Thursday, September 1, 2011

A Quick Note on Christian Conformity

I'm afraid I've suffered all my life from a vague assumption that simply isn't true. I knew it wasn't, but it has only recently been banished from my mind by all the people I've seen at Taylor. You might think it too, even if you've grown up in a church family all your life.

It's that Christians are somehow all the same. Boring. Oh, good people, certainly, but don't they all seem rather... normal? Maybe they've dulled by being around each other so much, like they've all become one kind of person.

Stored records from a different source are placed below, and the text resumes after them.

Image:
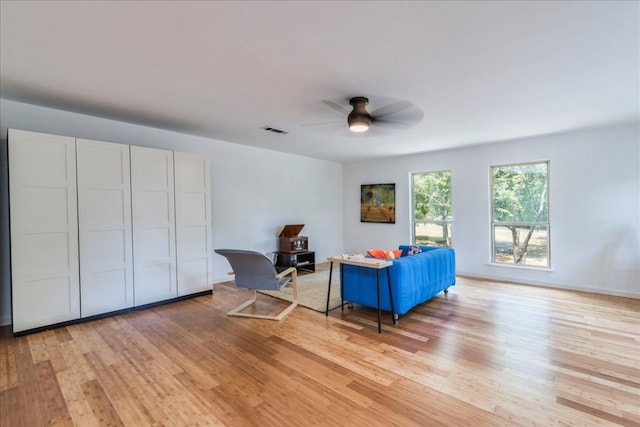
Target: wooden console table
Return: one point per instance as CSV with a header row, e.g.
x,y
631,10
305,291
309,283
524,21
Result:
x,y
376,263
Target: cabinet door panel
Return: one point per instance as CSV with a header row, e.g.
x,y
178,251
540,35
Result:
x,y
152,192
193,223
104,215
44,229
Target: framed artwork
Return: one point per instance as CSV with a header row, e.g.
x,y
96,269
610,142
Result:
x,y
378,203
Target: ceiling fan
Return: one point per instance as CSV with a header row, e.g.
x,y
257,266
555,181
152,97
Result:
x,y
393,114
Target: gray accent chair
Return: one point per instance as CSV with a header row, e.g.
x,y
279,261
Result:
x,y
255,271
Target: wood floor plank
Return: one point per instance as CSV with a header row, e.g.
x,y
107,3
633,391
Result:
x,y
488,353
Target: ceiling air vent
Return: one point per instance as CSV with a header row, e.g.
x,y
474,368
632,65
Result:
x,y
274,130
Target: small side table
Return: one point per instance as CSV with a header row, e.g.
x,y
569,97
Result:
x,y
376,263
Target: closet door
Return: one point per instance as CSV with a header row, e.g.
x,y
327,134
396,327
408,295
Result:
x,y
193,223
44,229
104,223
153,214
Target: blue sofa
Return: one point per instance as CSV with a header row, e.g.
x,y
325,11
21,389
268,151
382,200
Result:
x,y
414,279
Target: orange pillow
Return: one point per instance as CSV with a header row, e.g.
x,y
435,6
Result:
x,y
379,253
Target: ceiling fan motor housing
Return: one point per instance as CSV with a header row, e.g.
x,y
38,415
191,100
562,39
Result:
x,y
359,119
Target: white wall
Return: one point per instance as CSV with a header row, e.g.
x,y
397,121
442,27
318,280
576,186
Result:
x,y
254,191
594,207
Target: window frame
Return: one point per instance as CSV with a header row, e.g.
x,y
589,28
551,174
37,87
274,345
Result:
x,y
493,223
412,218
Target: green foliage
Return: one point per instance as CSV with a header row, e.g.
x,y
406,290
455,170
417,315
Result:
x,y
520,197
520,193
432,196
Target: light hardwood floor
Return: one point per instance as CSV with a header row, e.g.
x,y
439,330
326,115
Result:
x,y
486,354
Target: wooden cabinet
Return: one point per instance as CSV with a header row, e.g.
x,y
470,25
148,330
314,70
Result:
x,y
301,261
44,229
98,227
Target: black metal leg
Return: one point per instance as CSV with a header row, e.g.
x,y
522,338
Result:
x,y
393,312
326,313
341,288
378,293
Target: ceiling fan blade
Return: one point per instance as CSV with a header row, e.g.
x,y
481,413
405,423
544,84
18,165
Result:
x,y
341,108
392,123
331,122
390,109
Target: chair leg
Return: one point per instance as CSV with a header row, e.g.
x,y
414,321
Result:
x,y
238,310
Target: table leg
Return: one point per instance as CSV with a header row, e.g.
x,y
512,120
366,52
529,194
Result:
x,y
341,288
378,293
326,313
393,313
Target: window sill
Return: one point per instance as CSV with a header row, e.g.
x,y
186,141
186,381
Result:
x,y
520,267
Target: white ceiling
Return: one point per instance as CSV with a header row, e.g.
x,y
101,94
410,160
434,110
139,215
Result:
x,y
480,71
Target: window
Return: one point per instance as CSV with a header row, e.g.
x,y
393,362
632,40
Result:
x,y
431,208
520,214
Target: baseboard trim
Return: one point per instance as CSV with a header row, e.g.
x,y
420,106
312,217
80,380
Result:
x,y
99,316
609,292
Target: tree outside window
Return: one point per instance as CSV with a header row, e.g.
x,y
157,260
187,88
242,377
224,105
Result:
x,y
431,208
520,214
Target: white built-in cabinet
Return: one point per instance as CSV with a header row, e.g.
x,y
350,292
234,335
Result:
x,y
44,229
104,223
154,235
98,227
193,223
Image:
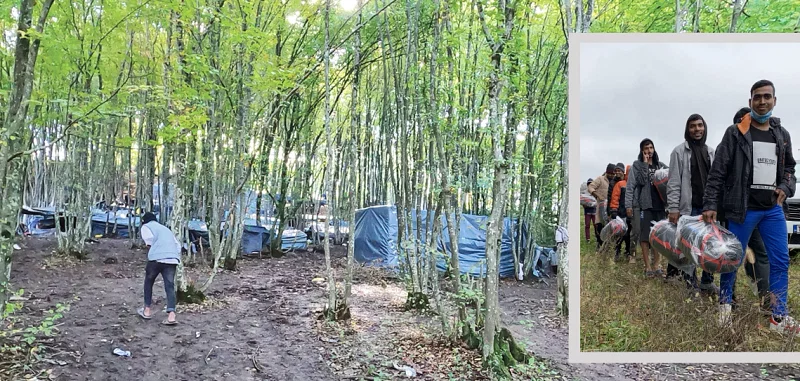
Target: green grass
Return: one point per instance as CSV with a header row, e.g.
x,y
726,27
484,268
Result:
x,y
623,311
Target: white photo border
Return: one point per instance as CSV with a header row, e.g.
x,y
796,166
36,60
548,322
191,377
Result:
x,y
576,40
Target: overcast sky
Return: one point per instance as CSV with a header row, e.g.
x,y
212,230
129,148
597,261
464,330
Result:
x,y
632,91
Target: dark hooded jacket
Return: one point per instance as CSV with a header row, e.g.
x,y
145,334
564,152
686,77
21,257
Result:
x,y
730,174
679,186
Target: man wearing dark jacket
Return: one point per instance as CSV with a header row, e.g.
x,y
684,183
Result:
x,y
689,164
755,168
758,272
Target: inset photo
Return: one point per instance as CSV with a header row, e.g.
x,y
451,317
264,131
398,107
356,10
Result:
x,y
691,216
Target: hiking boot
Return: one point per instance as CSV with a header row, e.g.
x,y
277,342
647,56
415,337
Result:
x,y
786,325
724,315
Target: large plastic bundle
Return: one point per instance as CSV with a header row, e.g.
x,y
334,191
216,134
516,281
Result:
x,y
614,230
660,179
587,200
710,246
663,240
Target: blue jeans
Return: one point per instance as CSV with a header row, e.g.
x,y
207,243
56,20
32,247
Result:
x,y
167,272
772,226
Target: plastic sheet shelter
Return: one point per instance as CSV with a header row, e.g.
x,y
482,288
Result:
x,y
114,224
376,240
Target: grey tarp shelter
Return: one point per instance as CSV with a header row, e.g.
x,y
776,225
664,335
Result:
x,y
376,233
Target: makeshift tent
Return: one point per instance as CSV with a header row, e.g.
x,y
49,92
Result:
x,y
376,233
39,221
110,224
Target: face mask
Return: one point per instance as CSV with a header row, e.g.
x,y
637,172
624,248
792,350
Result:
x,y
760,118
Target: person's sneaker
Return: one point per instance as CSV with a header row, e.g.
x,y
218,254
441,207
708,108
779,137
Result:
x,y
786,325
709,289
724,315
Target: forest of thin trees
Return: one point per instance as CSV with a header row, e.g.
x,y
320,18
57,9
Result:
x,y
453,107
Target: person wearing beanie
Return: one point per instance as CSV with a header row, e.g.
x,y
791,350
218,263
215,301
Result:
x,y
162,258
588,213
753,174
689,164
619,174
617,203
640,188
599,190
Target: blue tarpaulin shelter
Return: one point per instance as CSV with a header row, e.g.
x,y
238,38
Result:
x,y
376,236
376,240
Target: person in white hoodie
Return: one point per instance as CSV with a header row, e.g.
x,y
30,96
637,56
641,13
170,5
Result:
x,y
163,258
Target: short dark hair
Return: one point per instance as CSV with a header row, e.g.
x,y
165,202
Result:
x,y
740,114
148,217
762,83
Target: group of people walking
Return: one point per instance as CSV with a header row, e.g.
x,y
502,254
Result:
x,y
743,185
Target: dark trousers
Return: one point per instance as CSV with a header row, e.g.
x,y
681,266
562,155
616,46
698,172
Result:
x,y
167,272
759,271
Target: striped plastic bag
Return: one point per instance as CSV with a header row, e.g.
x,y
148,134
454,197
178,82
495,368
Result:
x,y
710,246
614,230
663,240
660,179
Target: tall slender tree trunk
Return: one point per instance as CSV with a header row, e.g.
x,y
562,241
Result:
x,y
15,136
502,147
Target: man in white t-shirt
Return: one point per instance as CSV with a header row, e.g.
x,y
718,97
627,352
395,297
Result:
x,y
752,175
562,238
163,258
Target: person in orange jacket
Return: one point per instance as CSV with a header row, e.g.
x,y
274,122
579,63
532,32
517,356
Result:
x,y
617,205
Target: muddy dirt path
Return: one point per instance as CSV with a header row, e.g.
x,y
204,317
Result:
x,y
260,324
261,312
541,329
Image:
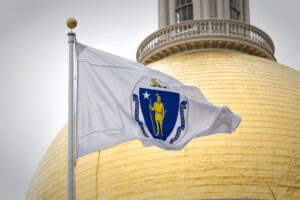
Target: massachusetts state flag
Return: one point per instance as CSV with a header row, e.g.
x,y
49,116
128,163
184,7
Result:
x,y
119,100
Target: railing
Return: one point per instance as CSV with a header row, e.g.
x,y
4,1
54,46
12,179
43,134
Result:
x,y
194,30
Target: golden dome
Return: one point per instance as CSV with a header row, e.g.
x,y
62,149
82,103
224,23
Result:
x,y
259,161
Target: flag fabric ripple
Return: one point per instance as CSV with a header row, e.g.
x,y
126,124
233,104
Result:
x,y
120,100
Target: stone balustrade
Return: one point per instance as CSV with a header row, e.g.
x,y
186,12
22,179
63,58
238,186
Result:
x,y
205,35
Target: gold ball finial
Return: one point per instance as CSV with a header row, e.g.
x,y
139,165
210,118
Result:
x,y
72,23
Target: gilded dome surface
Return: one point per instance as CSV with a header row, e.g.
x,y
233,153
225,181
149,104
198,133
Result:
x,y
261,160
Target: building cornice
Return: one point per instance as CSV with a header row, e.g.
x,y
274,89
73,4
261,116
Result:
x,y
203,35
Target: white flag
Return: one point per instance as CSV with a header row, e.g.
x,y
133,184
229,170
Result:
x,y
119,100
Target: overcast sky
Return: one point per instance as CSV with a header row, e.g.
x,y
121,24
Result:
x,y
34,65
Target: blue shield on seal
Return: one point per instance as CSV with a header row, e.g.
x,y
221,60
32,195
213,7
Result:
x,y
160,111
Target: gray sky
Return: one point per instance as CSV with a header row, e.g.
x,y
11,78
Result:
x,y
34,65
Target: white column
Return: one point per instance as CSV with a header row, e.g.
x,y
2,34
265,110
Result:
x,y
246,11
226,9
205,9
162,13
220,9
196,9
171,12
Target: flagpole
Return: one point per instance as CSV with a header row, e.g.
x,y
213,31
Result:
x,y
71,23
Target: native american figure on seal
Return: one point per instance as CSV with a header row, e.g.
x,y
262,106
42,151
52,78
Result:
x,y
158,108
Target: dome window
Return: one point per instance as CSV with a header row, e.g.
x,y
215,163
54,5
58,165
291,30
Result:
x,y
183,10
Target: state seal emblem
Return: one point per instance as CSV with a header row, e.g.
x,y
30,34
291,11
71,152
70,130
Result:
x,y
160,112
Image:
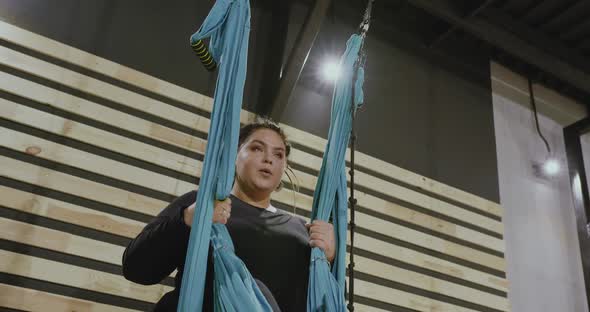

That view is shattered if you hang around a place like this. We have our similarities, and we are all one body. But different parts of one whole do different things. Here at Taylor, we have people from all over the world. We have crazy dreadlocks, preppy clothes, skateboards, pet jellyfish, artists, scholars, musicians, jocks, dark skinned and fair and pierced. Some have sheltered pasts and others memories of horror. We have introverts, extroverts, insomniacs, geeks and nerds, shy people, gentle people, loud people, energetic people. What we all have in common is belief in our God, and the knowledge that we are all called to do special things and love each other. Only now are my eyes being opened to how God can use and love all of us, no matter what.

We come in all shapes and colors, kinds of dress, and lifestyles. But we have that which unites us -- Jesus Christ, who makes us what we are.